The above image contains a lot of text, and just to make sure everyone can access that text I reproduce it below:

The Ardnamurchan peninsula provides a splendid example of an intrusive ring-complex and is one of a series of such complexes of Tertiary age found in the west of Scotland. Other examples are at St Kilda, Skye, Rhum, Mull and Arran.

Ring-intrusions are formed when a plug of country rock becomes detached from its surroundings by a ring fracture. Three such intrusive centres are found at Ardnamurchan. Ring-dykes are intrusions along the ring-fracture itself and when repeated subsidence has taken place, as at Ardnamurchan, a sequence of ring-dykes forms about a common centre. In their downward extension ring-dykes usually incline outwards from the intrusion centre. Their width may vary from less than a hundred yards to more than a mile.

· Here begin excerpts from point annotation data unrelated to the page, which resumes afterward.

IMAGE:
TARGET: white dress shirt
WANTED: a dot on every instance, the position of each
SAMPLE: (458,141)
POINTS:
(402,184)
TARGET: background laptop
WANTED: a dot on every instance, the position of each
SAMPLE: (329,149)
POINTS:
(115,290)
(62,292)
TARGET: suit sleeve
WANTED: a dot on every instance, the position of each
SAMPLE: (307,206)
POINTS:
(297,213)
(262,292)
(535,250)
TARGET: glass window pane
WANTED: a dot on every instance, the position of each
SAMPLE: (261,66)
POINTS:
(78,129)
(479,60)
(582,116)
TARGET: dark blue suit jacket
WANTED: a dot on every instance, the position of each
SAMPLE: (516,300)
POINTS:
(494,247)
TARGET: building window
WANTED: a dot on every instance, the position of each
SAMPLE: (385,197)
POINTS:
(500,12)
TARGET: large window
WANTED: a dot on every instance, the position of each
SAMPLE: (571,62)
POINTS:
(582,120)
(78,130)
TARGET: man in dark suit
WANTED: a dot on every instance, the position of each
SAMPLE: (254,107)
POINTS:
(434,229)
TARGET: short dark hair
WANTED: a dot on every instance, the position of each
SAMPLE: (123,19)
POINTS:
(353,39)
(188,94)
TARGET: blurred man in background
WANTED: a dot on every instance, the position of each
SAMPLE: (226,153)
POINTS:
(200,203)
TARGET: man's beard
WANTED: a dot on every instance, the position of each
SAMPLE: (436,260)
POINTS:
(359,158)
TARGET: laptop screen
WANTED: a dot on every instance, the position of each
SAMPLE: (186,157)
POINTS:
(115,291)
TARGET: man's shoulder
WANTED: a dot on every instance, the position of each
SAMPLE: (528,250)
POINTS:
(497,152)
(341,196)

Cone sheets are associated with the ring-dykes. They are relatively thin intrusive sheets which occupy concentric fissures inclined towards a central point and are usually arranged concentrically about the igneous centre. They may have been produced at a time when the magma exerted a strong upwards pressure against the roof of the magma chamber.

The model shows clearly how these tertiary ring-structures find expression at the surface in the topography of Ardnamurchan.

The rock samples on display include granite, basalt and xenoliths. Xenoliths (from the Greek, meaning literally ‘alien stone’) are rocks formed particularly deep within the earth, and hence not commonly seen at the surface.